The hIhAigua project was born with a pragmatic, scalable approach. Driven by Simon with the collaboration of Cetaqua and i2CAT, it proposes to leverage existing infrastructure — such as conventional cold water, hot water, energy and climate meters — and integrate it with an outdoor temperature probe and meteorological data to generate useful knowledge for this purpose.

All this information is consolidated in Simon's LOLA operational platform, which turns the data into actionable value for both managers and residents. Specifically, the solution integrates:

  • Cold and hot water consumption data (volumes and flows).

  • Energy data (kWh or power) to correlate consumption and comfort.

  • Data from the building's aerothermal climate system.

  • Environmental information from the surroundings, drawn from probes and external meteorological sources.

Explainable AI, built for operations


One of hIhAigua's distinguishing features is the use of explainable artificial intelligence (XAI), through which residents and managers can understand the reliability of the data shown and the reasoning behind the system's decisions. This is essential to move from anomaly detection to clear operational decisions.

The solution can identify leaks and submetering errors from patterns such as anomalous overnight consumption, sustained flat sections, cumulative jumps or unusual persistence in consumption. Each alert comes with a visual explanation that shows which factors influenced its detection — such as flow rate, duration, outside temperature or thermal variation — and with what level of confidence.

The system also includes temporal attribution, pointing to the exact intervals when the anomaly occurred and indicating what should change so the alert does not trigger again. This chain of detection, explanation and action is what turns AI into a truly operational tool.

Value for the manager: efficiency, traceability and ESG


For managers of buildings and residential assets, hIhAigua brings a clear, actionable view of operations. The dashboard offers key indicators such as water volume and the financial savings generated per period, as well as trends by building.

The solution also makes it easier to provide the traceability needed for sustainability certifications. Specifically, hIhAigua helps obtain water credits under certifications such as BREEAM, thanks to detailed submetering, seven-minute logging intervals and the ability to export data via API for audits.

The result is better maintenance and management of the building, a reduction in losses caused by incidents and a solid data foundation to strengthen ESG strategies.

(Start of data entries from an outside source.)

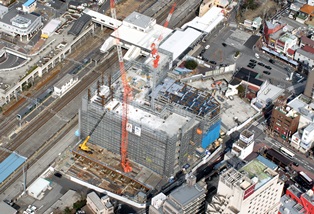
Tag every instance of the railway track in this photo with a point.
(46, 115)
(10, 122)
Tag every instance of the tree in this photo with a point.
(241, 91)
(79, 204)
(67, 210)
(190, 64)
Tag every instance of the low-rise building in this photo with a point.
(283, 123)
(188, 198)
(61, 87)
(7, 209)
(305, 55)
(99, 205)
(18, 23)
(296, 201)
(254, 188)
(244, 146)
(38, 188)
(285, 41)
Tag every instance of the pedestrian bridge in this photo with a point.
(102, 19)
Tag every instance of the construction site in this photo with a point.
(138, 126)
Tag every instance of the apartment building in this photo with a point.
(283, 123)
(187, 199)
(254, 188)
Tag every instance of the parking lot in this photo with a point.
(219, 50)
(235, 112)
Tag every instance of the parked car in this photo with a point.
(220, 98)
(268, 67)
(266, 72)
(58, 174)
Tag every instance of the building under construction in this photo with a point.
(165, 125)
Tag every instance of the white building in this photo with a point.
(61, 87)
(186, 199)
(253, 189)
(18, 23)
(305, 55)
(7, 209)
(244, 146)
(99, 205)
(266, 95)
(208, 22)
(38, 188)
(307, 138)
(29, 6)
(286, 41)
(50, 28)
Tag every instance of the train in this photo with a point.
(32, 105)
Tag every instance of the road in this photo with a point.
(306, 164)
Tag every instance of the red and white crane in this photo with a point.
(126, 93)
(155, 44)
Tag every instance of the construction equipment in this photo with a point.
(83, 146)
(126, 93)
(155, 44)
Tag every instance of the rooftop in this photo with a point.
(185, 194)
(310, 127)
(140, 20)
(96, 200)
(269, 93)
(187, 97)
(257, 169)
(287, 37)
(208, 21)
(17, 16)
(267, 162)
(246, 133)
(288, 204)
(28, 3)
(179, 41)
(10, 164)
(248, 76)
(7, 209)
(309, 196)
(277, 155)
(307, 41)
(308, 48)
(299, 105)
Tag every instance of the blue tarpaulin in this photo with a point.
(28, 3)
(10, 164)
(211, 135)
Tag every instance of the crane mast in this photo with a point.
(126, 91)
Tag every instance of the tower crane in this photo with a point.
(154, 45)
(126, 93)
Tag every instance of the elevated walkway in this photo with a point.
(102, 19)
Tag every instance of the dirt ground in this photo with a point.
(267, 6)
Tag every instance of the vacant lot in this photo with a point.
(265, 6)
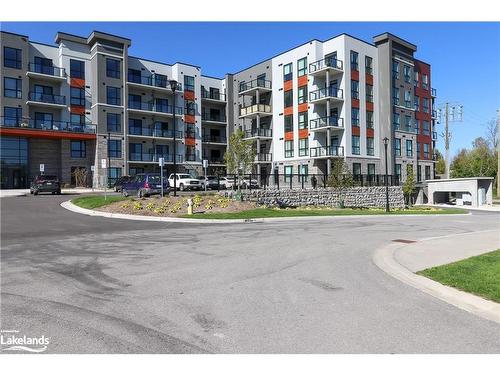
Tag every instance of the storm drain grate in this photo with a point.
(403, 241)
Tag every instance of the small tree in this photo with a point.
(240, 155)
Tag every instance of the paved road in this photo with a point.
(97, 285)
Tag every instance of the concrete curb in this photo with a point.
(71, 207)
(385, 260)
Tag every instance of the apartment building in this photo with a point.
(85, 103)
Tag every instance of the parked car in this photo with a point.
(184, 182)
(45, 184)
(212, 183)
(119, 183)
(145, 185)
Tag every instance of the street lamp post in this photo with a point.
(386, 142)
(173, 87)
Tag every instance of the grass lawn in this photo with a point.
(94, 201)
(269, 212)
(479, 275)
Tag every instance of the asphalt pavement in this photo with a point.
(100, 285)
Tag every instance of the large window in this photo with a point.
(303, 146)
(115, 148)
(114, 122)
(355, 145)
(302, 98)
(288, 123)
(77, 69)
(113, 68)
(113, 96)
(12, 88)
(302, 67)
(354, 61)
(78, 149)
(77, 96)
(12, 58)
(354, 89)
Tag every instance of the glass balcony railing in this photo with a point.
(315, 152)
(58, 126)
(46, 98)
(323, 122)
(47, 70)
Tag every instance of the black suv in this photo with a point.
(45, 184)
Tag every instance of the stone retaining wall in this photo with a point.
(373, 197)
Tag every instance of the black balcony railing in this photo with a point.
(57, 126)
(326, 92)
(315, 152)
(329, 62)
(323, 122)
(47, 70)
(46, 98)
(256, 83)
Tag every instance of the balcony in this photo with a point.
(46, 100)
(256, 110)
(328, 64)
(154, 108)
(213, 118)
(263, 158)
(154, 133)
(215, 139)
(326, 152)
(213, 96)
(324, 123)
(327, 93)
(48, 73)
(258, 133)
(248, 88)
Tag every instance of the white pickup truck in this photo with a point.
(184, 182)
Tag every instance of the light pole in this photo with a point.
(173, 87)
(386, 142)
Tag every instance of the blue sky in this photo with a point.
(465, 57)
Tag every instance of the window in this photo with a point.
(303, 146)
(188, 83)
(397, 146)
(369, 93)
(77, 96)
(395, 69)
(12, 116)
(113, 95)
(368, 65)
(302, 67)
(288, 149)
(354, 61)
(302, 120)
(115, 148)
(409, 148)
(114, 122)
(113, 68)
(77, 69)
(369, 119)
(288, 97)
(12, 58)
(370, 146)
(288, 123)
(355, 145)
(78, 149)
(12, 88)
(355, 116)
(287, 72)
(407, 73)
(302, 95)
(354, 89)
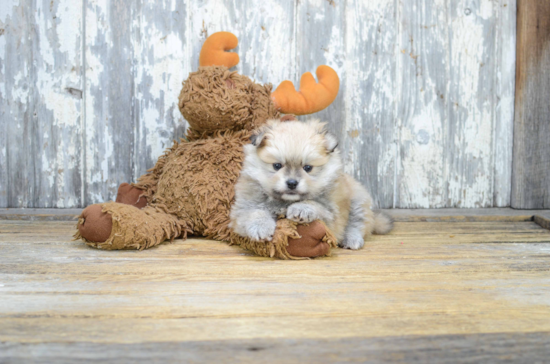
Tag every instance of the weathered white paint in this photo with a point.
(424, 113)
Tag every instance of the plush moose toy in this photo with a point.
(191, 188)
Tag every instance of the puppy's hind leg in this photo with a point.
(360, 224)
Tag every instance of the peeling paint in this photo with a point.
(424, 115)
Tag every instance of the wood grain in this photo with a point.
(531, 163)
(424, 113)
(449, 286)
(524, 348)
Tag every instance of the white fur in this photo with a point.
(262, 194)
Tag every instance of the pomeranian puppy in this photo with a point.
(294, 169)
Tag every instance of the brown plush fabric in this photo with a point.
(94, 224)
(133, 228)
(130, 195)
(314, 241)
(214, 99)
(191, 188)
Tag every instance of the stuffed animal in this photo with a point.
(191, 188)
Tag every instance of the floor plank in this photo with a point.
(448, 284)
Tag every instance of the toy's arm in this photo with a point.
(148, 182)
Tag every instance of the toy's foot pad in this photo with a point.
(97, 225)
(311, 243)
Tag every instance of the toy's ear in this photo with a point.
(213, 52)
(312, 96)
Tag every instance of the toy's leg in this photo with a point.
(292, 241)
(114, 226)
(130, 195)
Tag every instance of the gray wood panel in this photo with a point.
(17, 104)
(531, 178)
(41, 98)
(161, 64)
(109, 137)
(357, 39)
(424, 113)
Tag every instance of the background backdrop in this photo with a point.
(88, 90)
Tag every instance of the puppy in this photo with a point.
(294, 169)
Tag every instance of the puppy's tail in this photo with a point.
(383, 223)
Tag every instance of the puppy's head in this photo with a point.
(293, 160)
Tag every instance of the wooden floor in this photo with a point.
(429, 291)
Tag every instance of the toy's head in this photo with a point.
(215, 99)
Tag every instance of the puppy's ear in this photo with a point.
(258, 138)
(330, 142)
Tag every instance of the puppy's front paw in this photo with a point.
(302, 212)
(352, 241)
(261, 229)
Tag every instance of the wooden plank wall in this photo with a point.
(531, 164)
(88, 90)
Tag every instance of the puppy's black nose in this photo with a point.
(292, 184)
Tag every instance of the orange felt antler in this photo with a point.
(312, 96)
(213, 52)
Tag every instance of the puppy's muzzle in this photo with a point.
(292, 184)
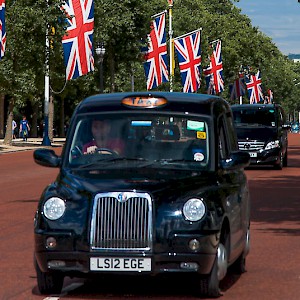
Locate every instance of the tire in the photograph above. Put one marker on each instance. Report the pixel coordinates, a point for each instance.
(285, 159)
(279, 165)
(48, 283)
(239, 266)
(209, 285)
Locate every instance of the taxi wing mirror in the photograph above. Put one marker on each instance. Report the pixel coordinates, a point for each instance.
(46, 158)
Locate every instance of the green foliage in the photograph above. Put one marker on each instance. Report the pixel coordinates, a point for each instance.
(121, 26)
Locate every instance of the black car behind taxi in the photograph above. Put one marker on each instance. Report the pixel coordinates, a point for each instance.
(174, 198)
(263, 132)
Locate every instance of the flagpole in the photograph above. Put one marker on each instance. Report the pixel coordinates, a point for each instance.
(46, 140)
(171, 50)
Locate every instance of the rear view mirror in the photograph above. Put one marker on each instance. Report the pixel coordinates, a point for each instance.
(167, 132)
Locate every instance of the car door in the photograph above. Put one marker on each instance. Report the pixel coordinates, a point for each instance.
(233, 183)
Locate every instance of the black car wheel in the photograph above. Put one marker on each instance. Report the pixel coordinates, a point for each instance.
(48, 283)
(285, 159)
(209, 285)
(279, 166)
(239, 266)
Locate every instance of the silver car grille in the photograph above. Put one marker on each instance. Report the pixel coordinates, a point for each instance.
(122, 221)
(251, 145)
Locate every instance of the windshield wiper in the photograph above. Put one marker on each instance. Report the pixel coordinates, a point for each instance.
(104, 161)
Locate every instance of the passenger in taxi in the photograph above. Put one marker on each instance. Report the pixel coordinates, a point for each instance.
(103, 142)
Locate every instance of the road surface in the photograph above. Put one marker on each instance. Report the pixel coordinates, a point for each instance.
(273, 265)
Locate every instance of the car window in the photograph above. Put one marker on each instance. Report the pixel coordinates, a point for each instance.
(154, 138)
(256, 116)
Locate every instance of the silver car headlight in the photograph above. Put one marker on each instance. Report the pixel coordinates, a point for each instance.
(194, 209)
(272, 145)
(54, 208)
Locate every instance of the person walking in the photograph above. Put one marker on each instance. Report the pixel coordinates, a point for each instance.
(24, 128)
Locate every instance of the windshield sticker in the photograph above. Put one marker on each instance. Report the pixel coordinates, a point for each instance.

Value for the resident: awareness and savings without friction


hIhAigua doesn't only optimise management, it also empowers the resident. Through an intuitive web application, each user can access a daily summary of their consumption, with identified uses — such as showers or washing machines — and simple recommendations to lower their bill.

The platform also provides a view of the monthly water footprint, allowing one's own consumption to be set against that of the community, the building or the city. In this way, greater awareness is fostered without creating friction in the user experience.

Collaboration and expert knowledge at the service of innovation


hIhAigua's success rests on collaboration between different stakeholders with complementary expertise. Cetaqua brings its experience in the water field and anomaly detection; i2CAT leads usage modelling and AI explainability with criteria of transferable research and sound data governance; and Simon integrates the solution into the LOLA platform, ensuring its operational deployment at scale and with differentiated interfaces for managers and residents.

This approach reduces the typical risks of pilot projects and traces a clear path towards the real exploitation of the technology.

The hIhAigua initiative is supported by the European Union – NextGenerationEU, within the framework of the Recovery, Transformation and Resilience Plan, through the Departament d'Empresa i Treball of the Generalitat de Catalunya.